The key value is the “benchmark” no feedback value of 3.3 W/m². If the value is above this, it’s negative feedback. If the value is below this, it’s positive feedback.

Without adding mass to the atmosphere, there is no reason to expect that "Benchmark" to change, but who exactly was that "benchmark" value drifted into?

For a planet to exist, Energy in has to Equal energy out, in simple terms, work has to equal entropy if you think of a Carnot Engine that can be perpetually stable.  If there is more than one stage, the entropy of the first process could be used by a second process leading to a variety of efficiency combinations.  The "surface" then could not be perfectly 50% efficient, Ein=Eout if any of the surface input energy is used by a second stage.

The leads interestingly to three states, less than 50% efficiency most likely, greater than 50% efficiency not very likely and 50% ideal efficiency, impossible.  So what does this have to do with the "benchmark"?

This is a plot of required specific gas constant for an atmosphere for a stable planet.  If a "surface" transfers waste energy to the atmosphere the atmosphere will need to find a happy specific heat content or some portion of the atmosphere with erode to space.  Using 1 for density and 1000 millibars for barometric pressure.  This is simply using the ideal gas laws solving for R(specific) with respect to temperature for a constant pressure.  I stopped the plot at 300C degrees which results in an R(specific) of 3.3 with units that should be Joules/K, which if I use time t=1 sec is equivalent to W-Sec/K.  The standard value for R is 8.3J/mol-K , where mol is moles of gas.  So for 300K degrees, there would be approximately 3.3/8.3=0.39 moles per cubic meter if the desired units are Wm-2/K for the "benchmark" sensitivity for an ideal gas at 1000 millibars with a density equal to one unit.  Earth happens to have a surface pressure close to 1000 millibars and the density of dry air at 300C is 0.616 kg/cubic meter.

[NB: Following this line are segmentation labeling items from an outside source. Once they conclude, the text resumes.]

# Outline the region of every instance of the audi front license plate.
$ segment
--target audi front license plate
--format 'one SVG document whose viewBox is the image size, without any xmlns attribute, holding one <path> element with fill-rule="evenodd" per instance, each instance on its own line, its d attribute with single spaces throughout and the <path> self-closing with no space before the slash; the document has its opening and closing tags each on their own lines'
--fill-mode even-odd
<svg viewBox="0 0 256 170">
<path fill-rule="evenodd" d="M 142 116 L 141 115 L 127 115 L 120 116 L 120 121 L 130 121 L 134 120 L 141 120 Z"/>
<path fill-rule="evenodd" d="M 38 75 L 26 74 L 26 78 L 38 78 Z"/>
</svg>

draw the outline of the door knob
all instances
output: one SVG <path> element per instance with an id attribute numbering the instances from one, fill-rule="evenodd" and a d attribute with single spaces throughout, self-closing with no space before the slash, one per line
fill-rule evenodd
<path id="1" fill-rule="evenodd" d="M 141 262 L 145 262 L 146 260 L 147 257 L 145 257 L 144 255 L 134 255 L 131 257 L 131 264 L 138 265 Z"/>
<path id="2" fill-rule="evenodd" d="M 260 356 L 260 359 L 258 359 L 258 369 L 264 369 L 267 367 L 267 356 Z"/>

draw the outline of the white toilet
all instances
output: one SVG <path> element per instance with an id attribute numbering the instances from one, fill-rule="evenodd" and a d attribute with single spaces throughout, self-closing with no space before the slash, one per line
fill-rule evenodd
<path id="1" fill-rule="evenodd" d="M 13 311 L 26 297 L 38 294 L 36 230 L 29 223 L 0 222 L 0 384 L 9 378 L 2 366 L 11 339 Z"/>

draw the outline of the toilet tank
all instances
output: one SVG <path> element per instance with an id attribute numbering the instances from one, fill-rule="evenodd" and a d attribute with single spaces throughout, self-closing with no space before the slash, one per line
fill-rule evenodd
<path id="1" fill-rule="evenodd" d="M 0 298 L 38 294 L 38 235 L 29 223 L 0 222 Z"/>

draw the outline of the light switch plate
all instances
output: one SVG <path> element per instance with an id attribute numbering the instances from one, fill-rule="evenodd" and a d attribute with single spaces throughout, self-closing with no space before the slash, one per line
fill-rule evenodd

Earth's surface doesn't have much "dry" air and adding moisture to air actually decreases its density since H2O is light in comparison to O2 and N2.  The actual surface air density at 300C would be a little less than 0.616 kg/cubic meter.

Using the "Benchmark" value, increasing "surface" forcing by 3.7Wm-2 would produce a 1.12 C increase in temperature, but the "benchmark assumes zero feedback.  With the "benchmark" limited by the specific heat capacity of air, any increase in surface temperature has to have a negative feedback if the surface efficiency is less than 0.5 percent meaning more energy is lost to the upper atmosphere and space than gained by the surface.

The other cause that can exist is where at the surface more work is performed than entropy, Venus.  The surface density of Venus' atmosphere is about 67 times greater than 1 and the surface pressure is about 92 times greater than 1000 milibar.  With a surface temperature of 740K the Venusian "benchmark" would be 1.8 Wm-2/K, twice as efficient at retaining heat than Earth.  So if Earth is 39% efficient, 22% worst than 50%, then Venus should be 61% efficient, 22% greater than 50%.  If you compare the geometric albedo of both planets, Earth is ~37% and Venus ~67% with both having other energy inputs, geothermal, rotational, tidal etc.  Earth is lower likely due to some time in its past having an average surface temperature of 300K or greater causing loss of atmospheric mass and Venus having a more dense atmosphere retaining and likely gaining atmospheric mass.

It is interesting in any case that the Earth "benchmark" sensitivity appears to be estimated to be for a surface temperature of ~300C or roughly 10C greater than the current average.  Since that requires greater atmospheric mass/density, we can't go back there anymore.